Le nasique, cet étrange primate...


  • Le nasique, cet étrange primate...Photo : Alain Mafart-Renodier/Naturagency
  • Faune sauvage

    Sur l’île de Bornéo, dans ce qu’il subsiste de mangroves encore intactes, vit un étrange primate, le nasique. Dès qu’on l’aperçoit, on comprend facilement d’où il tient son nom. Si beaucoup le trouvent vraiment trop vilain, d’autres soulignent l’originalité de son faciès pas comme les autres…
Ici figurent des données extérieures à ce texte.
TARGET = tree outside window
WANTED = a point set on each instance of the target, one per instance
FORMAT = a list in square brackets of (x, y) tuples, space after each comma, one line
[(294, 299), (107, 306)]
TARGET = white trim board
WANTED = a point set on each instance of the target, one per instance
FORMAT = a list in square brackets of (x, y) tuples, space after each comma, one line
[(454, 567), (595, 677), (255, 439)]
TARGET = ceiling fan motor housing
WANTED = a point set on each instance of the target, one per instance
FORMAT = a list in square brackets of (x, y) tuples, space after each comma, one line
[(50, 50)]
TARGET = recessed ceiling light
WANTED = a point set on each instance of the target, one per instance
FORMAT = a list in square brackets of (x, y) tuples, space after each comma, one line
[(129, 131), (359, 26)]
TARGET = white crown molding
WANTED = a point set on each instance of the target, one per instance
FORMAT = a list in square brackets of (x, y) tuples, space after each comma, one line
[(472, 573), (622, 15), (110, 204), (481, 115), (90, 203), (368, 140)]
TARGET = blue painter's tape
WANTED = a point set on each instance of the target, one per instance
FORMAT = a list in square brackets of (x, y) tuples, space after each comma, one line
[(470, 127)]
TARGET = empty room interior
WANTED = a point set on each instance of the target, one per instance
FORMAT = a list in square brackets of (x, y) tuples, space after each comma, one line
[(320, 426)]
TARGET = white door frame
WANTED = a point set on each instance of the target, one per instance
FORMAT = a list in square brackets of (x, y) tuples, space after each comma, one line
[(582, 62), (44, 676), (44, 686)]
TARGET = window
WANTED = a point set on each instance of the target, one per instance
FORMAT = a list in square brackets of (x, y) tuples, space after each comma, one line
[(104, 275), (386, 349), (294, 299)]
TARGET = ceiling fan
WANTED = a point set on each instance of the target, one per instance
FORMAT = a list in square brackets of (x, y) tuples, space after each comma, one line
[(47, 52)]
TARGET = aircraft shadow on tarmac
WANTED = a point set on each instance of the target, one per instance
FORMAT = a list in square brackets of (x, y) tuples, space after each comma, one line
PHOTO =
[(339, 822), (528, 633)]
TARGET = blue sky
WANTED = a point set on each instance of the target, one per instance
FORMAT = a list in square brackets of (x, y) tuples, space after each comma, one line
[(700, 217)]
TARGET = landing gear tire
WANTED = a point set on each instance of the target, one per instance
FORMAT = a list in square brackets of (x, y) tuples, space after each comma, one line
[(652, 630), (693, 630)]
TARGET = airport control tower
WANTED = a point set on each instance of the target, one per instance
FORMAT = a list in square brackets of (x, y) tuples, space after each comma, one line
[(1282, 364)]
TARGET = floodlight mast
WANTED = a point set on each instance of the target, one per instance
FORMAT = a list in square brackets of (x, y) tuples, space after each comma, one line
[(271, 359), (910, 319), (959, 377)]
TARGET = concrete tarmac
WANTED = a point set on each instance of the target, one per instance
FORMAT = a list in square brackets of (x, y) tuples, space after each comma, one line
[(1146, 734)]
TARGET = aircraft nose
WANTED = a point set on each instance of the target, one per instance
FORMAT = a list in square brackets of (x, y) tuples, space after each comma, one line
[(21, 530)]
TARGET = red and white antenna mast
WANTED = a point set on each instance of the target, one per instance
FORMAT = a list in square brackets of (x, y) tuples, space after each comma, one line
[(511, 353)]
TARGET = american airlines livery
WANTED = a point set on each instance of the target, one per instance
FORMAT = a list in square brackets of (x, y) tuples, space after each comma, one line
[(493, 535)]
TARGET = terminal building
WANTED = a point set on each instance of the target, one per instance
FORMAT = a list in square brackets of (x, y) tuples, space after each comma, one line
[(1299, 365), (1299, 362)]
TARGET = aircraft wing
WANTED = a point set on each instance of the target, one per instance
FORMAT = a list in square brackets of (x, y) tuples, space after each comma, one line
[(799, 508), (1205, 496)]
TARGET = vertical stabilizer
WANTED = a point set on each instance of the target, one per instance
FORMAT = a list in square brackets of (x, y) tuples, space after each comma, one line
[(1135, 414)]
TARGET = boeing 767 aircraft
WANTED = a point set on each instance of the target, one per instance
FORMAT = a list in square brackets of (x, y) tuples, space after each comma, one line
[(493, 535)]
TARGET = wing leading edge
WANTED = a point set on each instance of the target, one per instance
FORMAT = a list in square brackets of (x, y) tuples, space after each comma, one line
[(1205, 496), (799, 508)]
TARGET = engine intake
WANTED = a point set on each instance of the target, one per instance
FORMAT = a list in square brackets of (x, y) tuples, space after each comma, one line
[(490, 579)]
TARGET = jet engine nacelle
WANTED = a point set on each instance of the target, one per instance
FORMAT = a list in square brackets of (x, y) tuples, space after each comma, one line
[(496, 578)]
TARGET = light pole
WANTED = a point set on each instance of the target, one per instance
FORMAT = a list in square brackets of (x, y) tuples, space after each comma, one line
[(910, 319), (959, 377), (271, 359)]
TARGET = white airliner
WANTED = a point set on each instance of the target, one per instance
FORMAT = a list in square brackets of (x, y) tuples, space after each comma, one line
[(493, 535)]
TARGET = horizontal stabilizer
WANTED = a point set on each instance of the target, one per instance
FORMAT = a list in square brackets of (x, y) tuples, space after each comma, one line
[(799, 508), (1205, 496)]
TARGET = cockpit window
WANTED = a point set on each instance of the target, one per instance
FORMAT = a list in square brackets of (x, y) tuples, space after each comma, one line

    En l’observant volant de branche en branche tel un acrobate, on ne se doute pas que le très original Nasalis larvatus est en sursis comme son lointain cousin l’orang-outan, habitant lui aussi l’île de Bornéo. Inféodée au milieu forestier et endémique de l’île, l’espèce assiste impuissante à l’atrophie et à la fragmentation galopante des forêts ravagées par les incendies (souvent volontaires) et la déforestation au profit des cultures de palmiers. À côté, le crocodile, que le nasique affronte en plongeant de plusieurs mètres dans des cours d’eau pour les traverser à la nage, est un danger bien moins grand ! Classée par l’UICN* en danger d’extinction, cette espèce de la famille des cercopithécidés ne peut espérer survivre que par la volonté de l’homme. Saurons-nous préserver et même régénérer ce qui reste de son habitat originel pour qu’elle continue de participer à cette biodiversité qui nous est fondamentalement indispensable ?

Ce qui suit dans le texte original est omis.